13 dez, 2023 - 00:46 • Lusa
Os casos de maus-tratos a pessoas detidas pela PSP e GNR persistem ao longo do tempo, alerta um relatório do Conselho da Europa que pede investigações eficazes como fator dissuasor para os agentes envolvidos.
De acordo com o documento do Comité para a Prevenção da Tortura e das Penas ou Tratamentos Desumanos ou Degradantes (CPT) do Conselho da Europa, divulgado hoje e que contém as conclusões da visita a Portugal realizada em 2022, estes "alegados maus-tratos envolveram principalmente bofetadas, socos, golpes com bastão e pontapés no corpo depois de a pessoa ter sido controlada".

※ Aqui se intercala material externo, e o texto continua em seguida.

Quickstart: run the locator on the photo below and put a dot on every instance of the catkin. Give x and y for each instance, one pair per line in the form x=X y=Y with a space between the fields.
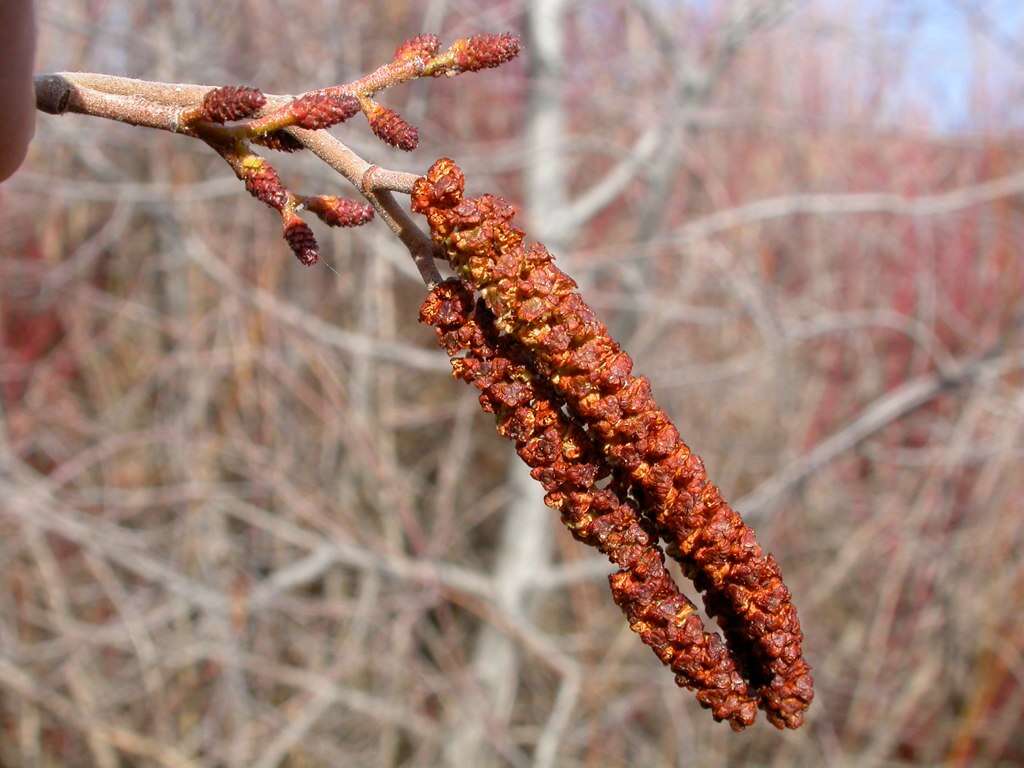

A delegação desta comissão registou também "uma série de casos de algemamento excessivamente apertado", realçando que "a prática de algemar pessoas a móveis em instalações policiais persiste".
A CPT realizou, entre 23 de maio e 03 de junho de 2022, a visita a vários postos da PSP e GNR, nos distritos de Lisboa, Porto e Coimbra, e entrevistou também várias pessoas em prisão preventiva em estabelecimentos prisionais de todo o país e no Campus da Justiça de Lisboa, que tinham sido detidas recentemente pela PSP, pela GNR e pela Polícia Judiciária (PJ).
Num dos relatos, um homem denunciou ter sido esmurrado em ambos os olhos por agentes da PSP quando já estava algemado e de ter sido novamente agredido depois de manifestar vontade de apresentar queixa pelos maus-tratos.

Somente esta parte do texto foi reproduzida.